そりゃそうだろうな、と思う。メンバーは十代や、はたちやそこらだ。ガチで晒された結果、予想より下位だったり、前回よりランクを下げたりすれば、存在自体を否定されたような気持ちになるだろう。不特定多数のファンの心ない言葉を発奮材料にできるほどたくましい子ばかりではない。

もうひとつ。AKBのメンバーは、(建前的に)恋愛はできないことになっている。

(深夜番組で、AKBメンバーと普通の女の子が討論する企画があった)「普通の子が、AKBメンバーに向かって、「でもあなたたち恋愛できないんでしょ?」とさげすむような表情で言い放ってね。これは凄まじいショウだと思った。あまりの残酷さにドン引きしましたよ。メンバーはみんな、完全に凍りついてたからね。それぐらい、あの年代の女の子にとって恋愛禁止は大変なことなんですよ。「あなたたちは、いちばん大事なものを捨ててるんでしょ」みたいな話ですから」
(中略)「とはいえ一部のメンバーは、本当にAKBのメンバーでいるまま、セックスなんかしなくてもいいとさえ思ってるんじゃないでしょうか。握手会を見てると、メンバーもファンの側も、変な話セックスより楽しそうにしている。1日数千人ものファンから肯定的な言葉を浴びまくるわけで、もちろん体力的にはつらいけど、これは相当な快感だと思いますよ」
「彼女たちは、AKBで恋愛以上の快感を得ているわけだ」

劇場や握手会のような距離の近さは、ファンだけでなく、メンバーにとっても通常のアイドルより「低い敷居で快楽を享受する」ことに寄与しているのだ。総選挙で「公開処刑」されるかもしれなくても、背中合わせに「1日に数千人ものファンから賛辞を浴びる」快楽がある。年頃の少女たちにとって、自分という存在をひとたび否定されると際限なく落ち込めるのと同じ強さで、自分という存在を肯定されたいという渇望、肯定されたときの歓喜がある。それが欲しいがために、もっと努力し、自分を磨き、ともすれば媚びたり自分を殺したりもするだろう。

十代やはたちやそこらって、誰だって自意識の塊だ。アイドルを目指すなんて、わけてもズバ抜けて自意識が強いにきまってる。そういう子が、ふつうの女優やタレントのように、ある程度の競争をくぐりぬけて「選ばれる」という耐性をつける前に、劇場やら握手会やらネット上やらで、自分自身を無防備に晒してしまうこと。
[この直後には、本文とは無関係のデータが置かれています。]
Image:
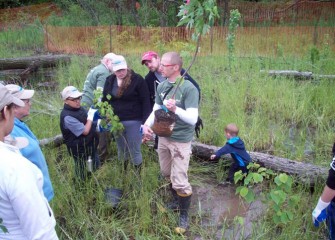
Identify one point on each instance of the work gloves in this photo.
(198, 127)
(320, 212)
(94, 115)
(90, 114)
(103, 127)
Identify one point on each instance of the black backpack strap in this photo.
(167, 92)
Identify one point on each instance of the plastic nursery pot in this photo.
(113, 196)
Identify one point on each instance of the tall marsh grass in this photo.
(282, 116)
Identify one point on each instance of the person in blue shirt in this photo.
(32, 151)
(235, 147)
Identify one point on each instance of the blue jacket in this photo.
(235, 147)
(34, 154)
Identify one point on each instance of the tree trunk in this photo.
(296, 74)
(34, 62)
(305, 172)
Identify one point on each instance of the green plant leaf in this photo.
(257, 178)
(244, 191)
(274, 197)
(238, 189)
(250, 196)
(283, 177)
(284, 218)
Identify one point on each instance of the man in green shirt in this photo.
(174, 151)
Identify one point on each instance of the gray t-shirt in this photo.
(95, 78)
(73, 124)
(159, 77)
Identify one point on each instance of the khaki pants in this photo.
(174, 159)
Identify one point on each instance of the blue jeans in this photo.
(129, 142)
(331, 220)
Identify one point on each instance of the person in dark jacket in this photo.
(235, 147)
(79, 131)
(130, 102)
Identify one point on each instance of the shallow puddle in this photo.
(215, 209)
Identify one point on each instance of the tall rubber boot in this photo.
(184, 205)
(174, 204)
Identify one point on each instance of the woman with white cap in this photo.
(32, 151)
(24, 210)
(79, 131)
(131, 103)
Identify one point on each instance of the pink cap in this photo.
(147, 56)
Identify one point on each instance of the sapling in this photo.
(109, 120)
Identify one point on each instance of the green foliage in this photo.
(198, 15)
(107, 113)
(2, 227)
(234, 21)
(315, 54)
(280, 197)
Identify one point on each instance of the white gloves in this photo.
(90, 114)
(319, 213)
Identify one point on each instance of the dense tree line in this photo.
(19, 3)
(126, 12)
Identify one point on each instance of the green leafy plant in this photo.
(2, 227)
(198, 15)
(107, 113)
(279, 197)
(234, 20)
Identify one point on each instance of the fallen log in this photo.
(55, 141)
(305, 172)
(296, 74)
(16, 75)
(34, 62)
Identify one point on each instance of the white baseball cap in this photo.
(7, 98)
(70, 91)
(20, 92)
(119, 63)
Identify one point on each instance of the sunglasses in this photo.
(168, 65)
(74, 99)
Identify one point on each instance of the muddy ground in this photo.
(215, 208)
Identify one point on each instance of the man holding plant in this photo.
(174, 152)
(79, 131)
(152, 61)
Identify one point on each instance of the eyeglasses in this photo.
(167, 65)
(74, 99)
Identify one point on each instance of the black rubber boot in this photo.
(184, 205)
(174, 204)
(138, 169)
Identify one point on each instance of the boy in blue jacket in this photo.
(235, 147)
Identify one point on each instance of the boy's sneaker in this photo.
(225, 183)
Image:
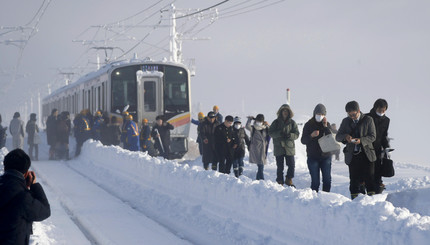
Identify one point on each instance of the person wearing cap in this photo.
(32, 131)
(317, 160)
(114, 132)
(201, 118)
(83, 130)
(145, 135)
(381, 143)
(51, 132)
(284, 132)
(131, 139)
(161, 135)
(22, 199)
(97, 125)
(207, 130)
(242, 140)
(259, 143)
(224, 142)
(218, 115)
(357, 131)
(16, 129)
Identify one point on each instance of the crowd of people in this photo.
(222, 142)
(222, 145)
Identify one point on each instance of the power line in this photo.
(213, 6)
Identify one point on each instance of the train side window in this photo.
(150, 96)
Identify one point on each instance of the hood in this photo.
(285, 106)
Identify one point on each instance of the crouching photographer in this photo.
(22, 200)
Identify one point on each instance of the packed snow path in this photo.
(101, 216)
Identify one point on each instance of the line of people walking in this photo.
(222, 145)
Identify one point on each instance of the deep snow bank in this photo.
(223, 208)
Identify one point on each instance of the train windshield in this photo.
(175, 90)
(124, 88)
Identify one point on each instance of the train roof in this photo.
(106, 68)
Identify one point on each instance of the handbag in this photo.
(328, 143)
(387, 167)
(36, 138)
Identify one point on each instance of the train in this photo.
(146, 88)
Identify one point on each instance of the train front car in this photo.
(152, 89)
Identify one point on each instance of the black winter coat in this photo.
(381, 125)
(164, 131)
(222, 134)
(19, 207)
(207, 131)
(51, 130)
(313, 148)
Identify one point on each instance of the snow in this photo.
(112, 196)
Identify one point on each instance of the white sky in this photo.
(325, 51)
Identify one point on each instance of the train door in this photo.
(149, 95)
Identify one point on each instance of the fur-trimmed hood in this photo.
(285, 106)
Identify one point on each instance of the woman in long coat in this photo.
(259, 142)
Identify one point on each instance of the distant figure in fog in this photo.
(83, 130)
(3, 134)
(114, 132)
(161, 132)
(63, 132)
(51, 125)
(16, 129)
(22, 200)
(33, 139)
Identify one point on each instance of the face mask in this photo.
(319, 118)
(259, 124)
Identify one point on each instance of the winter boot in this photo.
(236, 173)
(289, 182)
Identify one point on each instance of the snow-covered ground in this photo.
(112, 196)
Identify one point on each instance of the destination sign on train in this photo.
(150, 68)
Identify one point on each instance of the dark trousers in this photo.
(378, 176)
(361, 170)
(225, 162)
(36, 150)
(290, 162)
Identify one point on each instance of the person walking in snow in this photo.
(3, 134)
(132, 134)
(218, 115)
(33, 139)
(161, 132)
(145, 136)
(381, 143)
(284, 132)
(201, 118)
(259, 143)
(358, 132)
(16, 129)
(22, 200)
(224, 142)
(207, 130)
(317, 161)
(51, 132)
(242, 140)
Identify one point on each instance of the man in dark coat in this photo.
(224, 142)
(207, 130)
(51, 132)
(381, 144)
(358, 132)
(161, 131)
(22, 200)
(317, 161)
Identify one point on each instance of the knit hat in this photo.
(320, 109)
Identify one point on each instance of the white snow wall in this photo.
(243, 211)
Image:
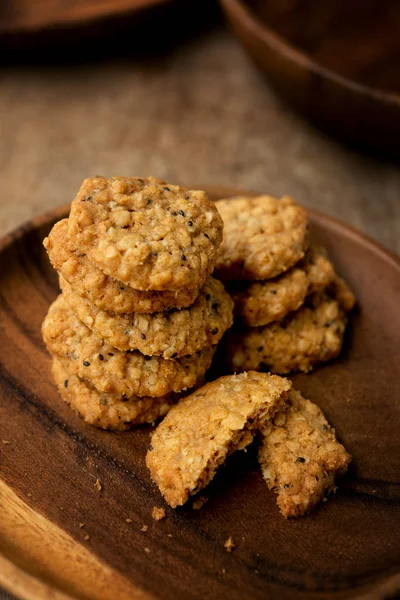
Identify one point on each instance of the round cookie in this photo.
(110, 370)
(303, 339)
(146, 233)
(263, 237)
(169, 334)
(103, 410)
(105, 292)
(262, 302)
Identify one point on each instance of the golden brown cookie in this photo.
(107, 411)
(262, 302)
(340, 291)
(203, 429)
(300, 456)
(297, 343)
(110, 370)
(263, 237)
(105, 292)
(169, 334)
(146, 233)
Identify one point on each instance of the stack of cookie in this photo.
(139, 315)
(290, 304)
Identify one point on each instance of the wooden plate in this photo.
(348, 548)
(335, 61)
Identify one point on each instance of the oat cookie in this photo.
(146, 233)
(107, 411)
(342, 293)
(263, 237)
(110, 370)
(106, 293)
(169, 334)
(300, 456)
(203, 429)
(262, 302)
(303, 339)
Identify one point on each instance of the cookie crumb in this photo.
(199, 502)
(158, 513)
(229, 544)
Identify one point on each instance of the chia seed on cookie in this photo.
(309, 336)
(203, 429)
(146, 233)
(103, 291)
(263, 237)
(300, 456)
(107, 411)
(110, 370)
(262, 302)
(171, 334)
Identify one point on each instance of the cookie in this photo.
(300, 456)
(101, 290)
(169, 334)
(263, 237)
(262, 302)
(146, 233)
(303, 339)
(203, 429)
(107, 411)
(110, 370)
(341, 292)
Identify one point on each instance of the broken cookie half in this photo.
(200, 432)
(300, 456)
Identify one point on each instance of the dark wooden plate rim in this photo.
(16, 579)
(282, 46)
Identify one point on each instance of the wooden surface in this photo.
(54, 459)
(23, 16)
(197, 112)
(324, 58)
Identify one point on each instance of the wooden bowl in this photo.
(336, 61)
(62, 538)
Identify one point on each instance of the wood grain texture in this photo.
(193, 109)
(349, 547)
(191, 112)
(26, 16)
(324, 58)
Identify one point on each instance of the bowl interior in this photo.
(358, 39)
そこで、まるでSMのように、飴とムチとが表裏一体の洗礼を受けてハマッてしまうこと。そこが、ひっかかる。

AKBの魅力を生み出す源泉なんだろうけど、やっぱり、相当な危うさを孕んだシステムだと思えてならない。丸刈りの件も、あのシステムの危うい面を露顕させたものだと思う。メンバーにとっても、あんなにしてまで縋りつきたいくらい魅力的なシステムであり、思いつめてエキセントリックな行動をとらせる枷であり、そしてそれを周りの大人が容認している面もある。ああいう?危うさ”を抱えているメンバーは、きっとあの子だけじゃない。

また、本書で「指原事件」についても触れている部分では、「AKB全体を考えれば、(交際写真が流出した)彼女に対してはアンチであるべき。アンチこそが本当のファン」と述べられている。ウウッ。AKBの場合、ファンに「公共性」が強いだけに、ファンまでが「AKB全体」=「AKBというシステム」について考えて、ファンさえも、ともすれば、個人よりシステムのほうを優先してしまうのだ。村上春樹の言う「壁と卵」を思い出す。システムは高く強固な壁、個人はもろい卵。壁に向かって卵をぶつければ、簡単に割れてしまう。システムを肯定し、その強化に加担することになるんじゃないかと思うと、手放しに乗っかって楽しめない。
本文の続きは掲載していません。